It’s been popping up on the Internet—the Social Security Administration (SSA) has resumed sending employers letters regarding mismatches of employees’ names and Social Security numbers (SSNs). Since employee name/SSN matches are critical to payroll administration, you’re right to be concerned. But there seems to be some confusion over these letters.
The SSA used to send two no-match letters.
• Employer no-match letters were issued to employers that submitted W-2 reports containing more than 10 W-2s that the SSA couldn’t process and on which name/SSN mismatches represented more than 0.5% of the total forms submitted. Those employers also risked tax penalties for filing incorrect W-2 forms.
Employer no-match letters were an integral part of immigration regulations that were issued in the late 2000s. However, as soon as final regs were released, they were challenged in court. As a result, the SSA stopped issuing these letters. The final regs never went into effect.
• Employee no-match letters, called Decentralized Correspondence (DECOR) notices, generally are sent to employees. However, the SSA sends them to employers when it doesn’t have valid mailing addresses for employees. DECOR notices are crucial to the SSA’s ability to credit employees’ earnings to their benefits accounts. Based on Internet postings, these are the notices that have raised concerns.
Decoding DECOR discrepancies
DECOR notices aren’t as sinister as they appear to be.
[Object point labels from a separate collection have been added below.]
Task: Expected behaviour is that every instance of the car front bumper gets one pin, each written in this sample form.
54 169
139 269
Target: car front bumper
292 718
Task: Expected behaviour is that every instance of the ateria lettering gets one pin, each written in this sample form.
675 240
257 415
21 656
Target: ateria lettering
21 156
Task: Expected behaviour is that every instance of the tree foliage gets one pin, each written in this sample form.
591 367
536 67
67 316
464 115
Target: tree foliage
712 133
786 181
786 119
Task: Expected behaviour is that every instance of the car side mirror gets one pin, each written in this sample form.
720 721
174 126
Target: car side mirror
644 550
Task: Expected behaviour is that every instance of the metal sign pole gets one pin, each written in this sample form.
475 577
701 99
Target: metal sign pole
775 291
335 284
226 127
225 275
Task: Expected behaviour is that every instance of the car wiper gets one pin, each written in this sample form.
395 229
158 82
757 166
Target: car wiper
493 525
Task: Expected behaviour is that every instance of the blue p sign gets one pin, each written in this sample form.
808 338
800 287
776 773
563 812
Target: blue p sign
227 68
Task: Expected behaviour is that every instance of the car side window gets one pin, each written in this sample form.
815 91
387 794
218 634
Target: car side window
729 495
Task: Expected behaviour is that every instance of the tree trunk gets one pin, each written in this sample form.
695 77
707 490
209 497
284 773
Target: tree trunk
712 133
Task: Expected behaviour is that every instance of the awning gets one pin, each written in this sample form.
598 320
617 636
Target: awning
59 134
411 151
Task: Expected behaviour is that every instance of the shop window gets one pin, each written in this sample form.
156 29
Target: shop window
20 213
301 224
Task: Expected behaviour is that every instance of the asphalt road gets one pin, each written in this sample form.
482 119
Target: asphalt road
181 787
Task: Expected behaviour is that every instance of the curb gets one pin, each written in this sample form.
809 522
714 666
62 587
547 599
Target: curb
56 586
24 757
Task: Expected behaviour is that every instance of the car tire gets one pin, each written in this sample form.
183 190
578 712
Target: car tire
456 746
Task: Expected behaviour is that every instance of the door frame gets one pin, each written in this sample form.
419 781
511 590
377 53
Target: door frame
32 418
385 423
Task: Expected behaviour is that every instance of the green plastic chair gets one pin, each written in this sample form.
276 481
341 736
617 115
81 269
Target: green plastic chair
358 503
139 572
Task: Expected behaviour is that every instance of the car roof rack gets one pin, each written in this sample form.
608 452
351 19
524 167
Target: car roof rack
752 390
Employee name/SSN mismatches can occur for myriad reasons. Most common: Female employees get married or divorced, but never change their names with the SSA.
Advice: For mismatches not involving marital status, eliminate the possibility that you made a mistake when entering employees’ data into your system by asking to see their Social Security cards again. If you were right, tell them to visit an SSA office to clear up the discrepancy.
Regardless of how mismatches arise, it’s crucial to follow up with employees. If they can’t square up everything with the SSA, termination may be an option. Red flag: Before you fire, be sure to have a company policy that sets out the (reasonable) length of time you’re willing to wait for employees to resolve their issues, and that termination may result. Employees, of course, should be aware of the policy before adverse action is taken.
Other key payroll steps
The DECOR notices tell employers that they need not respond to them. Even so, you shouldn’t ignore them, since you could still be penalized for filing incorrect W-2s. You may rely in good faith on the SSNs employees record on their initial W-4s, but your good faith goes out the door if you know that those SSNs are incorrect. In that case, the IRS says, you will avoid W-2 penalties by performing a due diligence. What diligence is due: You may be required to make up to two annual solicitations for the correct SSNs by requesting that employees complete new W-4s.
If employees continue to provide incorrect SSNs on those W-4s, you’re off the hook for W-2 penalties, but not for withholding. If the SSNs aren’t corrected, you’re probably on safe ground if you consider those W-4s to be invalid. Reminder: You must withhold based on old W-4s you know to be valid, or at the single/zero rate until employees provide you with valid forms.